Le développement du projet fut pourtant loin du fleuve tranquille. Premier défi : trouver le terrain. Après avoir envisagé de rénover son antre historique de Colombes, le vétuste stade Yves-du-Manoir, Lorenzetti écume tous les sites disponibles en Ile-de-France, de Marne-la-Vallée à Thiais, de Ris-Orangis à Saint-Ouen. Jusqu'à un coup de fil du président du conseil départemental des Hauts-de-Seine, Patrick Devedjian, qui signale au PDG du Racing 92 la disponibilité du terrain des Bouvets, situé sur la commune de Nanterre, à quelques pas de la Grande Arche. "Avec 200.000 CSP+ à proximité et une excellente desserte par les transports en commun, c’était le choix idéal, raconte le patron du Racing. D'autant plus que dans quelques années, en plus du RER A et de la ligne 1 du métro, la Défense sera desservie par le RER E, et la ligne 15 du métro."
Le foncier trouvé, il faut financer l’Arena. Lorenzetti décide de se lancer seul, sans partenariat public-privé, ni aucun investissement direct des pouvoirs publics. Pour amortir la facture, estimée à 380 millions d’euros, l’ancien patron de Foncia décide juste d'ajouter à son projet 31.000m2 de bureaux, qu’il met sur le marché. Ca tombe bien, les Hauts-de-Seine cherchent un nouvel immeuble pour rassembler 1 500 agents répartis sur plusieurs sites. Le président du département, Patrick Devedjian, tope finalement en 2013, un chèque de 170 millions d’euros à la clé. "Une superbe affaire, réalisée en bas de cycle, se félicite l’ancien député. Cela a aussi permis que ce magnifique projet pour la Défense aboutisse, ce qui est un vrai plus dans le contexte du Brexit. On a mis de la vie dans ce qui était un vilain bourbier entre deux cimetières (Puteaux et Neuilly)." 

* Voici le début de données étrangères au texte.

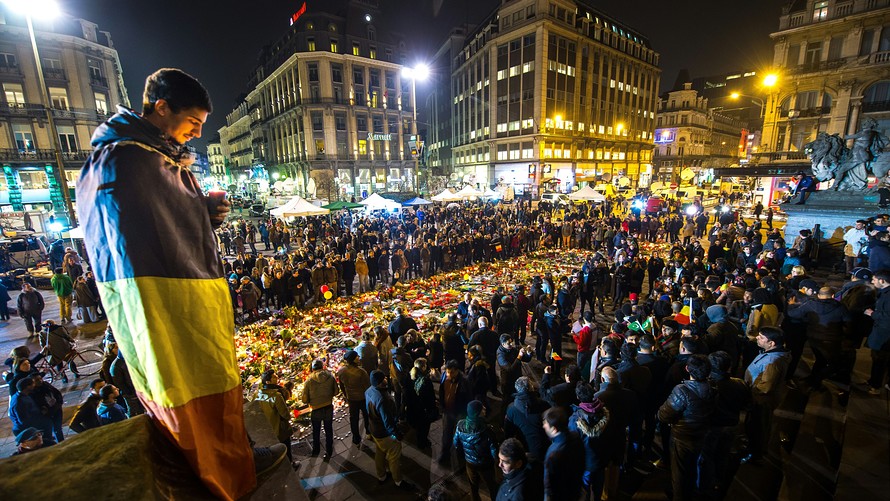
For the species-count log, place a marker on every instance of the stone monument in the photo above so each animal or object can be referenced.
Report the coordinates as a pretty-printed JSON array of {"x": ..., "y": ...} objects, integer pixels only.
[{"x": 833, "y": 211}]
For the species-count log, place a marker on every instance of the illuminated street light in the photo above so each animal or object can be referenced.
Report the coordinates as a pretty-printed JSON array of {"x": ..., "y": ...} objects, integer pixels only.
[{"x": 46, "y": 9}]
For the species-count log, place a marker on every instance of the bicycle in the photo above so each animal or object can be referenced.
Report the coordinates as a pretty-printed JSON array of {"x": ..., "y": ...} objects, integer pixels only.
[{"x": 86, "y": 363}]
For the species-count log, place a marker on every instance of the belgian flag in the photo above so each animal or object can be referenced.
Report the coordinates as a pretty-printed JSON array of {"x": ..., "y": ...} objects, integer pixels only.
[{"x": 150, "y": 242}]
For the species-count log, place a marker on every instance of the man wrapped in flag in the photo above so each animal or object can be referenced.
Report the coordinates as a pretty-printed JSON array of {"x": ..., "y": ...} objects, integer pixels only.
[{"x": 149, "y": 234}]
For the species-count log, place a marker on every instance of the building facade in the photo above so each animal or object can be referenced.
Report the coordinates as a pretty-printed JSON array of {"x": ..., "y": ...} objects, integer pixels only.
[
  {"x": 328, "y": 108},
  {"x": 85, "y": 83},
  {"x": 833, "y": 62},
  {"x": 547, "y": 94},
  {"x": 691, "y": 135}
]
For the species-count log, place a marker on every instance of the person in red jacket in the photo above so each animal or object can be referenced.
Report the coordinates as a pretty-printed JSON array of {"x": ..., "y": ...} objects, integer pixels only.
[{"x": 586, "y": 339}]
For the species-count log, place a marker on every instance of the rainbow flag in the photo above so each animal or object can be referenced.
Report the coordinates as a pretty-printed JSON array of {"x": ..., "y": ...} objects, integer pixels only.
[
  {"x": 685, "y": 315},
  {"x": 151, "y": 245}
]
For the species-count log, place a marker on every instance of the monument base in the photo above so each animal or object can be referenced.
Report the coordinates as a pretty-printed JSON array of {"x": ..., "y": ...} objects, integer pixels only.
[{"x": 829, "y": 214}]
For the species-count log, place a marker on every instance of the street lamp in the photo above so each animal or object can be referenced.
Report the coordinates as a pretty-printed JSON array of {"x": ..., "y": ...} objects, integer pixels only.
[
  {"x": 419, "y": 72},
  {"x": 47, "y": 9}
]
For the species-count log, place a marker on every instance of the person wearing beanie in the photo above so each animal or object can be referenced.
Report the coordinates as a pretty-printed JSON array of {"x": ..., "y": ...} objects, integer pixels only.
[
  {"x": 319, "y": 391},
  {"x": 385, "y": 432},
  {"x": 354, "y": 381},
  {"x": 475, "y": 439},
  {"x": 273, "y": 400},
  {"x": 589, "y": 420},
  {"x": 723, "y": 333}
]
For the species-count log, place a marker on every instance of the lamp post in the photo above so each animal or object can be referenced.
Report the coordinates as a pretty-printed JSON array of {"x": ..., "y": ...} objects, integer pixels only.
[
  {"x": 418, "y": 72},
  {"x": 47, "y": 7}
]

Les 210 millions restants seront pris en charge par Jacky Lorenzetti, moitié sur ses deniers propres, moitié par emprunt bancaire. Après une compétition rassemblant le gratin des architectes et du BTP, le contrat est attribué au cabinet Portzamparc, associé à Vinci. "L'Arena a été lancée et financée par un homme seul, quand tous les projets de ce type sont portés par l'Etat ou les collectivités locales, salue Christian de Portzamparc. C'est vraiment remarquable."

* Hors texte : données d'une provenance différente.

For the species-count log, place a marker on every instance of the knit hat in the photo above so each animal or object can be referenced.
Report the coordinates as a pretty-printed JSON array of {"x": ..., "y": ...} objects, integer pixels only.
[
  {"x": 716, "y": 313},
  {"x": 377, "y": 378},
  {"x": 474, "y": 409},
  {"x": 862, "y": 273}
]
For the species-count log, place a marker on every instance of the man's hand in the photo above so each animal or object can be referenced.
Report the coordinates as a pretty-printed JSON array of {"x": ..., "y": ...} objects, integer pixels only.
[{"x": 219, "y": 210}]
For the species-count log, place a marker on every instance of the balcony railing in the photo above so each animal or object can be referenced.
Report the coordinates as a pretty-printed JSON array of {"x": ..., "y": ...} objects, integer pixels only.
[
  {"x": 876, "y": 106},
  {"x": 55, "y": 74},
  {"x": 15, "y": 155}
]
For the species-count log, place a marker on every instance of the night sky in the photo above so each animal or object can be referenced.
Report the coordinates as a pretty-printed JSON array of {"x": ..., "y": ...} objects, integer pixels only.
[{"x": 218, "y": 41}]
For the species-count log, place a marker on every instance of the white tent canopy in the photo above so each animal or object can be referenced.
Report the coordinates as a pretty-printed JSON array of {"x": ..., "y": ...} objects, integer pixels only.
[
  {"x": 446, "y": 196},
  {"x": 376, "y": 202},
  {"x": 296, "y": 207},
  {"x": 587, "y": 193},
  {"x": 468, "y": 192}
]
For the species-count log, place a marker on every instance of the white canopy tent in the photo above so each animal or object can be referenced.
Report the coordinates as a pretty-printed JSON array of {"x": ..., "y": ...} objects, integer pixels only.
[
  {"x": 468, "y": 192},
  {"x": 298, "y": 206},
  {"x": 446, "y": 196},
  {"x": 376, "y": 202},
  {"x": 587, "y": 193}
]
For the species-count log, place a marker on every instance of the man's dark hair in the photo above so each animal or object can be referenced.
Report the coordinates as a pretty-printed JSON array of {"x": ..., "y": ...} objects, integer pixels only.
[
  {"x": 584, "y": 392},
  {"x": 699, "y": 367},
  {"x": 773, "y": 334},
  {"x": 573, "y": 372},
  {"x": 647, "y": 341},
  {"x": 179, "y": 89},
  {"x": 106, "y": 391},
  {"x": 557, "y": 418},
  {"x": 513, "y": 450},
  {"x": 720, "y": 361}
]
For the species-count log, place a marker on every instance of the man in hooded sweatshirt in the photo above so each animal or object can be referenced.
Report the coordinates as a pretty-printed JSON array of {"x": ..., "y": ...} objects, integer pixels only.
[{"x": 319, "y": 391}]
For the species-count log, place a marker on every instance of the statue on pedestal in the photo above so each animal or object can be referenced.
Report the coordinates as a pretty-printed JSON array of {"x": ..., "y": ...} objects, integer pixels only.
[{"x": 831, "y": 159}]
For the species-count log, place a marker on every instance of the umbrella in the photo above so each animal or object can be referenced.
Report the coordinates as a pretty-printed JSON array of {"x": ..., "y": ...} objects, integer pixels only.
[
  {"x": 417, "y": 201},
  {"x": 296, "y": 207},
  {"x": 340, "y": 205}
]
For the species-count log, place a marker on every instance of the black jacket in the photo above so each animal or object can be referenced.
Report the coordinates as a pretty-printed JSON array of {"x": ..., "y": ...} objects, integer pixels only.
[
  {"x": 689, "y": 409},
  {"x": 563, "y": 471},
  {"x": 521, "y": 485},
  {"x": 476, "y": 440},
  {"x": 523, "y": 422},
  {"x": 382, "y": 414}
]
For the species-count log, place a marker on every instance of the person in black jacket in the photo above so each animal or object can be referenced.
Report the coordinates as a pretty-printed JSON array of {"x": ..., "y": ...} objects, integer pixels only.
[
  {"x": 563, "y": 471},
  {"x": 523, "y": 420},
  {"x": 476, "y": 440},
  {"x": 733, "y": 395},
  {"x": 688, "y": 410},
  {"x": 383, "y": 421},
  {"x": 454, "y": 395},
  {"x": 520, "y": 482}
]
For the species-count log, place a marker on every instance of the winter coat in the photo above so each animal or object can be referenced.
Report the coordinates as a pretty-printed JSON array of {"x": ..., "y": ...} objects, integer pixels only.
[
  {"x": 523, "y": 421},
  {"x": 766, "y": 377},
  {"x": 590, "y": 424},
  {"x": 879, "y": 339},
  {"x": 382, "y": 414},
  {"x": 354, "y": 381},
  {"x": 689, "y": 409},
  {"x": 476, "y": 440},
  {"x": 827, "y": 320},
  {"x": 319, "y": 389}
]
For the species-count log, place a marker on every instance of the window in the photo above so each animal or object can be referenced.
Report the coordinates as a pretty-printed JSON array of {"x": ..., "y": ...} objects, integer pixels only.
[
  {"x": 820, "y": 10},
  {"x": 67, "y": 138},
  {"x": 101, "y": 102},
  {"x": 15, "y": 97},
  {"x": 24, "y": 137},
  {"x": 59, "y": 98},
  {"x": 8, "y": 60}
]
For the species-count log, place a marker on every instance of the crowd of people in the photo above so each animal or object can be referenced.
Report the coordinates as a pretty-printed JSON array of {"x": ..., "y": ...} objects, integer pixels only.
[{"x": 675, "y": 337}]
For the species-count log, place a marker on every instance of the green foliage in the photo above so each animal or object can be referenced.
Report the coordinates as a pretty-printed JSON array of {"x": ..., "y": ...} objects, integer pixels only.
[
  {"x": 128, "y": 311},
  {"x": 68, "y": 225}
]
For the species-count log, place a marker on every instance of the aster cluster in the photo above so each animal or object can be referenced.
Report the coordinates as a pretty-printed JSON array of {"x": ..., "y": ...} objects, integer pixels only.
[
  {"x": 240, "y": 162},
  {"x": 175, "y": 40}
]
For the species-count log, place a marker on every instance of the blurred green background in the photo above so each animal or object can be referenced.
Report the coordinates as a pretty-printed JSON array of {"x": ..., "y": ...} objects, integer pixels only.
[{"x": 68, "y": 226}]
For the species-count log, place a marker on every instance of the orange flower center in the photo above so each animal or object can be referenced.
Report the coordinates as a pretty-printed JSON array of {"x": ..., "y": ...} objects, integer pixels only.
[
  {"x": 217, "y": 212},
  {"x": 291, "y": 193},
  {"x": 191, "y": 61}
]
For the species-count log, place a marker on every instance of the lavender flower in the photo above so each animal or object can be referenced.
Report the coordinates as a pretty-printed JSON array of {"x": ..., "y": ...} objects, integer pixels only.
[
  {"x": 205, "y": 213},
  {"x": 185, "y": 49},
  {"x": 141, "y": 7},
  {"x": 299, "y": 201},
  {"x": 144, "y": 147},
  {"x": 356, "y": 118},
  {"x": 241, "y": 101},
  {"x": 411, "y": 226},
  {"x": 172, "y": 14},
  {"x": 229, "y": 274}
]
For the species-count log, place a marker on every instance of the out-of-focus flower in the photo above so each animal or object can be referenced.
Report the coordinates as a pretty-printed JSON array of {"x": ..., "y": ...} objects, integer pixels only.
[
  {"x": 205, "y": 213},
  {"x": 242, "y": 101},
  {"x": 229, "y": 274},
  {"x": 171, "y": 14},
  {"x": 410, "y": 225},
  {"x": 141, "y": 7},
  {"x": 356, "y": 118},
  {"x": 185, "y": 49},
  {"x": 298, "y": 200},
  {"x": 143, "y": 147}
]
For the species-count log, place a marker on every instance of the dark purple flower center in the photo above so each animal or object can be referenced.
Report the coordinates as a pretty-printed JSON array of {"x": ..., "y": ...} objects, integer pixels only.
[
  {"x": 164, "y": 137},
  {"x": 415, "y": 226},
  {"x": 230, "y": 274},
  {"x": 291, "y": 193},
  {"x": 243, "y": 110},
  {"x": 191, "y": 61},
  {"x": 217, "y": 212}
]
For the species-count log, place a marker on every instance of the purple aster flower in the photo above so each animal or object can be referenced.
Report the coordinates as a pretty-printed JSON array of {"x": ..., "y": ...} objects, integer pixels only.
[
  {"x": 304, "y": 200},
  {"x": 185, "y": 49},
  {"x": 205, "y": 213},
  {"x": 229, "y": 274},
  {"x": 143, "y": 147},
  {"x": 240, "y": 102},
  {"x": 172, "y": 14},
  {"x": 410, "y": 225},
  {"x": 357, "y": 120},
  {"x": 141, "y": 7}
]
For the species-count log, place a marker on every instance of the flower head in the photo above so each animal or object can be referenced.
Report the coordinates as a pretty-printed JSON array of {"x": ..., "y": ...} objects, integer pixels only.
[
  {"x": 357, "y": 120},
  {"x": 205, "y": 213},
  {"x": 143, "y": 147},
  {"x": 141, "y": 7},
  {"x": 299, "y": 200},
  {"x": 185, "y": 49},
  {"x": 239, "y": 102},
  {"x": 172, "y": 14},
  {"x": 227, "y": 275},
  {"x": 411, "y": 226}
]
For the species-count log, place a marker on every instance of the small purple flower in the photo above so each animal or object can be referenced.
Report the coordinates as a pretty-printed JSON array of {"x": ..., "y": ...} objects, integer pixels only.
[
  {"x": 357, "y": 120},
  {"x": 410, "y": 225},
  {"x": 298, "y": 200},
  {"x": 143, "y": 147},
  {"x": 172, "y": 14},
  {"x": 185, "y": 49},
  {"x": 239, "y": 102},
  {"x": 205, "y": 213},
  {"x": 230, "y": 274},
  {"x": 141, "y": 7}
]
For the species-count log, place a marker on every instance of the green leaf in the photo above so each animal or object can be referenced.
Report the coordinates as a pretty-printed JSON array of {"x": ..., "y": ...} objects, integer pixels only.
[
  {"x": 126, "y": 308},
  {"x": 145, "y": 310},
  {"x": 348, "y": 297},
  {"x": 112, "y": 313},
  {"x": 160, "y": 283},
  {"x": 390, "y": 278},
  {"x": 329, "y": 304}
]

Il faudra deux ans pour écluser les 21 recours contre le permis de construire déposés par les riverains. "J'ai encore chaud rien que d'y penser, mais je dois reconnaître que cela nous a permis d'améliorer le projet", reconnaît Lorenzetti. La première pierre de l'Arena est posée en janvier 2014, avec l'objectif de boucler les travaux en trois ans. Doux rêve : la faillite d’un sous-traitant italien, en charge de la structure du toit, oblige Vinci à reprendre le travail en direct, avec l’appui des groupes Fayat et ArcelorMittal. Mais des défauts constatés en radiographiant les poutres géantes contraignent le groupe à les refaire. "On a songé à baisser les bras, reconnaît Lorenzetti. Ca n'a pas duré longtemps."

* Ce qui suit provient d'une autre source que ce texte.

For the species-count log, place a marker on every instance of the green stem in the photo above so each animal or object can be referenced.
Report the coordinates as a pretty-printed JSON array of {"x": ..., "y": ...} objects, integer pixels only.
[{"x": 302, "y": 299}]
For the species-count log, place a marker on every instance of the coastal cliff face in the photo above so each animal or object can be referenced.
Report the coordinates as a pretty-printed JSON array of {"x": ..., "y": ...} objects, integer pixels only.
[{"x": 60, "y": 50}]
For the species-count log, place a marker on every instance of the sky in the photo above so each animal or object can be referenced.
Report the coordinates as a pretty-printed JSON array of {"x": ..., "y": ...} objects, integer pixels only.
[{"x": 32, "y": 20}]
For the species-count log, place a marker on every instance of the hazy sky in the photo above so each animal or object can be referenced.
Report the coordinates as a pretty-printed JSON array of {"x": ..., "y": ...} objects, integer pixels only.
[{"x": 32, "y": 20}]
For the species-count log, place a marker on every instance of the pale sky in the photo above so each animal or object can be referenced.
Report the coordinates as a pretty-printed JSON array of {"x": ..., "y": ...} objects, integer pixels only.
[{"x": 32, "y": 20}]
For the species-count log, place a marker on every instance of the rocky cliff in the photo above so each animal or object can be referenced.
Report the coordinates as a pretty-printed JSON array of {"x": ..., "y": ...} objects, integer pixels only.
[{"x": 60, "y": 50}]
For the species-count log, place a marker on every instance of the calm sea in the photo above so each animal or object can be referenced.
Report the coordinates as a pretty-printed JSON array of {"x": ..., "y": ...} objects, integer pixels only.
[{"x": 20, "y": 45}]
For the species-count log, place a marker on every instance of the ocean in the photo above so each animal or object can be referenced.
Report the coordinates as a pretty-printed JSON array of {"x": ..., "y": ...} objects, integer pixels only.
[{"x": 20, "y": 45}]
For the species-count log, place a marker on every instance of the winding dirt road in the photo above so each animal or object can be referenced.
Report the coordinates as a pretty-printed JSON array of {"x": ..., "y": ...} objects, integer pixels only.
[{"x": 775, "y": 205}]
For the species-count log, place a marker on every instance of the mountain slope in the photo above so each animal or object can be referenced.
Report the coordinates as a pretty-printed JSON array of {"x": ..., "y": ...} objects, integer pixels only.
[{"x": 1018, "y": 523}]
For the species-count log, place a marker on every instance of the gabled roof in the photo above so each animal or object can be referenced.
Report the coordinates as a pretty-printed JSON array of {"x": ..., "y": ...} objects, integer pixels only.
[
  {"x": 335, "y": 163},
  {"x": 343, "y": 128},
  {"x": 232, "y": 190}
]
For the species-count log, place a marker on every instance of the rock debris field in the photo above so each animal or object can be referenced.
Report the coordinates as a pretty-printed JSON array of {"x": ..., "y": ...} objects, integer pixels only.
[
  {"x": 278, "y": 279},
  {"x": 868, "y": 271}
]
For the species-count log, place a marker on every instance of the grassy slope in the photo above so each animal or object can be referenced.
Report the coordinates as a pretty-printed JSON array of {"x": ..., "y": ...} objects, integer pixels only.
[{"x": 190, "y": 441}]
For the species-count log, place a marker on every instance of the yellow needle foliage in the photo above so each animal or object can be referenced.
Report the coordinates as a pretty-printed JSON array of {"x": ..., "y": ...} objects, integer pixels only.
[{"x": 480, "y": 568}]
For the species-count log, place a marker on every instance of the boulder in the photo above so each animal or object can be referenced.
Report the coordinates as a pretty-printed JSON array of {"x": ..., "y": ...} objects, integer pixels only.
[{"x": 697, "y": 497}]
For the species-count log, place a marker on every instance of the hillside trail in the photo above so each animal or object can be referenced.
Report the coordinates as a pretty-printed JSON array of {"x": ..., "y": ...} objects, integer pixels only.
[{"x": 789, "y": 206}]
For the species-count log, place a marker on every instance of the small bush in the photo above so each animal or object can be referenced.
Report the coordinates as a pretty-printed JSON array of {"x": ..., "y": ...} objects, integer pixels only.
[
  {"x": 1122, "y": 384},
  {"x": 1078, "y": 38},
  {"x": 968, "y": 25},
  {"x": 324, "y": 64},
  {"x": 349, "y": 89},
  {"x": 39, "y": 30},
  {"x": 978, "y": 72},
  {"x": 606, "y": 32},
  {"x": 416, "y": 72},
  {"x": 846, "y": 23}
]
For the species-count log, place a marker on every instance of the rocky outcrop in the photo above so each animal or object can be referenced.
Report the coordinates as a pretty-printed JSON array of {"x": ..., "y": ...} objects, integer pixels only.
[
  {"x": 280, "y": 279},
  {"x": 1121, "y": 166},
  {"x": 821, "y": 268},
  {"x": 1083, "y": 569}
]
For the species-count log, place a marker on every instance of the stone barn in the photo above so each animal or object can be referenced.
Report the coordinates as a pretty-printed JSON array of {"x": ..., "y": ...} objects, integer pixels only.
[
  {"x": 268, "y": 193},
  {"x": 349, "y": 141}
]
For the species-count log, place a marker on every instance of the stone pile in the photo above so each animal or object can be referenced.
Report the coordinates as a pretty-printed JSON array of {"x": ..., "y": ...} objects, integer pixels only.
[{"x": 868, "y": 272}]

Bilan : neuf mois de retard par rapport au calendrier prévu, des pénalités exigées par le Conseil départemental, et des surcoûts massifs pour Vinci qui, de sources concordantes, aurait bouclé le projet sur une perte nette. "Quand je les écoute, j’ai l’impression que leur larmes vont remplir la Méditerranée, rigole Jacky Lorenzetti. Mais il faut saluer leur travail : l’Arena est une vraie prouesse de l’ingénierie française." Mick Jagger et ses ouailles seront les premiers à en juger.